Surprisingly I did not I did not come right away even though I was ramming her like a locomotive. Yet wasn’t long before we were both screaming and she yelled, "Your making Mommy come. Ohhhh your make your hot mother cuuuummmmm. Then a few seconds later, I’m coming again. You dirty boy, you made your momma cum agaiiiinnn. The shortly after that… I am cummingg again. God I have never cummmmm soooo muccchhh." With this I come in hot streams inside her and this made her start convulsing in two more orgasms (later I would learn she had never had multiple orgasms side by side before).

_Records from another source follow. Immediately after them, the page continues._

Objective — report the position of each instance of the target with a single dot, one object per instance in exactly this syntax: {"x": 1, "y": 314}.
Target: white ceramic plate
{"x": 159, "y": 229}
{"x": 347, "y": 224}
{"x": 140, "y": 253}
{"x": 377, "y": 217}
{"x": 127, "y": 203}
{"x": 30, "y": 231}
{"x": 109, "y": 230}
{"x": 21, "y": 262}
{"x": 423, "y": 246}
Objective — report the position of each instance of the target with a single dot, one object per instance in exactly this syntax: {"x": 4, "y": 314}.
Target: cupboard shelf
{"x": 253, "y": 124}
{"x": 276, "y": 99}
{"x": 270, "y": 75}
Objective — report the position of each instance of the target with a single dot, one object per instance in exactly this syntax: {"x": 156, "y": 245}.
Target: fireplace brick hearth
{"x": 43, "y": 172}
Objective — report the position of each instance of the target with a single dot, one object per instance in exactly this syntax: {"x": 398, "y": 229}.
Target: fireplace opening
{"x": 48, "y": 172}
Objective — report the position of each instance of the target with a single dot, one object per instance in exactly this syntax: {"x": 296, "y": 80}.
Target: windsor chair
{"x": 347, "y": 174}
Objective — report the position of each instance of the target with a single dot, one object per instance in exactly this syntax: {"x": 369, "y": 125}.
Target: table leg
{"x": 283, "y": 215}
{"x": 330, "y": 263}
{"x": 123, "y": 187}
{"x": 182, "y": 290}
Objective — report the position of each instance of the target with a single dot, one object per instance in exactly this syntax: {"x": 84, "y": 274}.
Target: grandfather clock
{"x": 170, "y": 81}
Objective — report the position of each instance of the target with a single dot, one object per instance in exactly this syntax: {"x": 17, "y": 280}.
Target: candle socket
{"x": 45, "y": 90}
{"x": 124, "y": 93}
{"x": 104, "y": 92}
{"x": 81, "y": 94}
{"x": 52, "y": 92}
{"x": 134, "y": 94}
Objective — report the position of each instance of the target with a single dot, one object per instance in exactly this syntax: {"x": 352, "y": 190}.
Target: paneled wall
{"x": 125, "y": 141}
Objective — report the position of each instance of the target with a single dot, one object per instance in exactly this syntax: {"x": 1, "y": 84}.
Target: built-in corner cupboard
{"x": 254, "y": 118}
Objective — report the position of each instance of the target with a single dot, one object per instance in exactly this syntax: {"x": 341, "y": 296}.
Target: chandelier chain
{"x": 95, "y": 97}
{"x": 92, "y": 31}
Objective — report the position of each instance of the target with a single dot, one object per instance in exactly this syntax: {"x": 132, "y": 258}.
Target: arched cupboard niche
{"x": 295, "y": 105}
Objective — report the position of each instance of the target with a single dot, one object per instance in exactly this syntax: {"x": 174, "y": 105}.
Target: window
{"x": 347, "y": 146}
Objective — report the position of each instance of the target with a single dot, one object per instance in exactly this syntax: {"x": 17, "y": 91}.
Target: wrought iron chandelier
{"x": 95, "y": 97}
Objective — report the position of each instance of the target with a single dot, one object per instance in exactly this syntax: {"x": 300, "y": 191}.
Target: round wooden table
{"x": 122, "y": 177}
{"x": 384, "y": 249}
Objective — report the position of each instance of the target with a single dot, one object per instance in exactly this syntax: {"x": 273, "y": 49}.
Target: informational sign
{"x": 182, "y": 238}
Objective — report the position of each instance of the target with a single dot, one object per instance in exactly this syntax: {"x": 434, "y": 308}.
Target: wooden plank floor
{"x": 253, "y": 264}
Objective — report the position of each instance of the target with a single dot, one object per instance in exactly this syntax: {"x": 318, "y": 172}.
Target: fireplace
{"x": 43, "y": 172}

Then we fell asleep in each other’s arms. A few hours later I woke up to her undressing me. She then made me kiss, lick, suck, nipple, and bite her tits for an hour. This was the beginning of our incest marriage. We have now been together 20 years and we are as horny and perverted as ever. My mother now sucks my cock almost ever day. She calls it her youth tonic. We make love often and are still turned on by our incest. We also have had a few family dogs over the years that occasionally give her what only a loving pet can. Yet for me this is a special treat because my mother puts on a show for me like she is making me my own private porn film. Incest is not for most people yet it is obviously what the doctor ordered for others.